Spinacia oleracea L., Sp. Pl. 1027 1753. (Syn: Chenopodium oleraceum (L.) E.H.L.Krause; Obione stocksii Wight; Spinacia glabra Mill.; Spinacia inermis Moench; Spinacia spinosa Moench);
Annual cultivated herb with red or white root; stems simple or branched; basal leaves in a rosette, leaf blade usually triangular-ovate to hastate, slightly succulent, margin entire or lobed (cheeri palak in J & K), stem leaves lanceolate in inflorescence; Flowers unisexual; male flowers in leafless spikes or panicles with usually 4 perianth segments; filaments filiform; female flowers clustered in leaf axils, subtended by 2 perianth-like bracts that become hard and enlarged in and enclosing fruit, provided with spiny appendages or without spines (var. inermis).
Spinacia oleracea (Amaranthaceae) from Uttarakhand_DSR_March_01 : 13 posts by 3 authors. Attachments (2)
The true Spinacia oleracea var. oleracea cultivated in Pantnagar.
It is known as ‘Pahadi Palak’ (in Uttarakhand) indicating its affinity for cooler climate of hills.

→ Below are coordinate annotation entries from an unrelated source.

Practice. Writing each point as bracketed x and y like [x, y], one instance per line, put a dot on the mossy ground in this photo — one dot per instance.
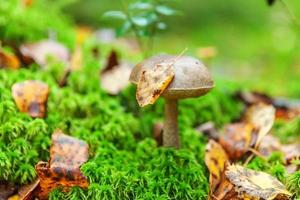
[125, 162]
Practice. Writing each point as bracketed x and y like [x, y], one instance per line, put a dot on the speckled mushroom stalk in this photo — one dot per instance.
[191, 79]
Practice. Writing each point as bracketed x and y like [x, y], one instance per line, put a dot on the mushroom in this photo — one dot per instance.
[192, 79]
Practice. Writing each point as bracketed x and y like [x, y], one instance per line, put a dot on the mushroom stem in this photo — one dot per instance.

Seeds in this cultivated variety have distinct spines.
Most of us now understand that commonly cultivated Palak in warmer parts of India is not Spinacia oleracea.
Yes … I had tough time telling my colleagues in Delhi in 1975 that what they teach in taxonomy practical classes is not Spinacea oleracea. It is rather Beta vulgaris var. benghalensis now known as var. maritima, Indian spinach or beet leaf. And yesterday in Krishi Vigyan mela were Vilayati Palak (obviously Spinacea oleracea) and three cultivars of Beta vularis var. maritima (as PUSA Palak) were grown together, and Beta vulgaris separately.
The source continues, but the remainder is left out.